A day later on Friday, March 13, the first confirmed case of COVID-19 hit the state of Alabama, as the worldwide pandemic started and the spring sports season came to a screeching halt until April 6 at the earliest.
“That was a huge win for us over our biggest rival Vestavia,” head coach Chris Blight said. “But it quickly turned from us being on top of the world and confident to sadness. All the dreams and aspirations we had, we were achieving, but we may not get to see it through.”
With the win over the Rebels, Oak Mountain had beaten a team that was unbeaten coming into the matchup and had won three of the last four Class 7A state championships.
And they didn’t just win, they dominated in a 4-0 victory. The Eagles, who won three of four titles from 2012-2015, proved they had what it takes to win a championship this season, but now there’re is uncertainty.
With the season not scheduled to get back underway until April 6 at the earliest and no end to the novel coronavirus in sight, the season’s end may not happen.
“It was pretty devastating,” Blight said. “We’ve tried to remain as positive and hopeful as possible. The state is trying to do their best to allow us to play. Hopefully we can get a postseason in at some point and even extend into the summer if we need to.”
Blight said one of the most disappointing thing about this season is that his team was achieving every goal it had set out to, but now they may not get a chance to finish what they started.
“That’s one of the hardest things to deal with,” he said. “The girls have worked so hard from August until now. We set small goals through the year taking it game by game, and obviously at the start, everyone sets out to be state champs and No. 1 in the nation. We’re kind of there with how we were playing, but we have more to offer and more to show.”
Through their first 14 games of the season, the Eagles were still unbeaten on the year with only one tie (1-1) against Huntsville. Oak Mountain had posted eight shutouts and only gave up more than one goal once (two). In that game, the Eagles picked up a 10-2 victory. They had also scored four or more goals in eight of their 14 matchups.
A big reason for that success was a group of four seniors that set out with one goal in mind—ending their season with a championship.
Right now, they are the only group since the 2011 senior class to not have won a state championship in their four years at the school.

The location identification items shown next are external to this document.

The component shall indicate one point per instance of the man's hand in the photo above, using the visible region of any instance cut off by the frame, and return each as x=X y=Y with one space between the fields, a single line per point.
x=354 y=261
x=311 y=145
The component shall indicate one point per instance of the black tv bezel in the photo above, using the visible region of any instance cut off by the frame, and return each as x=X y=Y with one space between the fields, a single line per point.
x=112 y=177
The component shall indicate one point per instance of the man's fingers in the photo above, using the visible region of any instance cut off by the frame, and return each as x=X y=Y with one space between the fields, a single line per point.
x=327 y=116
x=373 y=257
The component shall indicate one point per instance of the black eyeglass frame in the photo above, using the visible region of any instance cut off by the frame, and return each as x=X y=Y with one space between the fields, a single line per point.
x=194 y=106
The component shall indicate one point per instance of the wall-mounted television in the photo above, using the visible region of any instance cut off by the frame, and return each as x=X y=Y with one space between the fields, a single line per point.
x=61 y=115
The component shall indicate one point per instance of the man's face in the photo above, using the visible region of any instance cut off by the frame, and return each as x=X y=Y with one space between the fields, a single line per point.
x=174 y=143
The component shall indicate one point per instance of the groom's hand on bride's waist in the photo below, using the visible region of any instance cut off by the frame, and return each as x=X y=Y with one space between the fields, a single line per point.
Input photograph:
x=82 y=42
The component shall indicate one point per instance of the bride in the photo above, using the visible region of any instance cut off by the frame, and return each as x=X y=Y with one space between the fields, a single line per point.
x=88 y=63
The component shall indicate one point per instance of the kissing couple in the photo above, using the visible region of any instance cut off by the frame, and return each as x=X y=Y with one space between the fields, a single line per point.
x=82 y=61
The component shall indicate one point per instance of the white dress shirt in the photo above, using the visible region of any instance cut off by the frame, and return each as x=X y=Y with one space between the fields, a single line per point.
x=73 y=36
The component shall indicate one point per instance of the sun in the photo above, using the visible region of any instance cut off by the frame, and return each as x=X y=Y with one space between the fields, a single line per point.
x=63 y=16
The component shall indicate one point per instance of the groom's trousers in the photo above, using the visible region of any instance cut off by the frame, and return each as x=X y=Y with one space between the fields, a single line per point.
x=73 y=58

Those four seniors include Danielle Retief, Hallie Campbell, Morgan Terry and Emi Long.
Of Oak Mountain’s 58 goals this season, Retief has scored 29 of them, showing how important she is from an offensive standpoint, but all four add a leadership and talent that has been key to this year’s success.
“If this is the end, then it’s devastating for our seniors,” Blight said. “The seniors had great leadership this year. Our team chemistry has been better than it has ever been. It’s probably the best I’ve had as a coach in a team.”
Blight said the reason for that chemistry and trust amongst the team is because of this special senior class, which is the first one he’s coached all the way through from their freshman season.
“They’ve set the bar for many other senior classes,” he said. “As a collective group, we wanted to do it for them, because this is one of the first groups that hasn’t won a state championship.
“If this is the way their era ends, it’s extremely tough. We’re going to have to remember them in some sort of another way. We have a long way to go to be a state champion if we want to be that, but we’ve put ourselves in the best possible position.”
But for the time being, Blight and his team are still holding out hope that they’ll get to take the field together for at least some sort of competition. He also feels as if the team won’t skip a beat should they come back and play.
“They’re all sending me pictures of themselves out running and putting in work,” Blight said of his players. “We’re still hopeful. With the drive that they have and work ethic, we can pick up right where we left off. We’re full of confidence.”
It’s a tough time for Blight as the coach and his players with so much unknown, but he says they’re all getting through it together.
“I can’t imagine being a high school senior right now, losing your spring break, prom and senior season, it’s devastating for them,” he said. “But as coaches, we’re here to help guide them and pick them up.
“We’re not only doing our best to make them better athletes and players, but teach them life lessons as well. We all feel very sad and are struggling, but we’re picking each other up and learning a life lesson.”
Blight said no matter what happens with the team, he’s going to do something special for them if they don’t play again.
“We need to recognize what they have achieved,” he said. “We were one of the biggest contenders in the state this year, which makes this even harder to swallow this year. I will definitely do something special for them and the seniors. When we can, we’ll get back together.”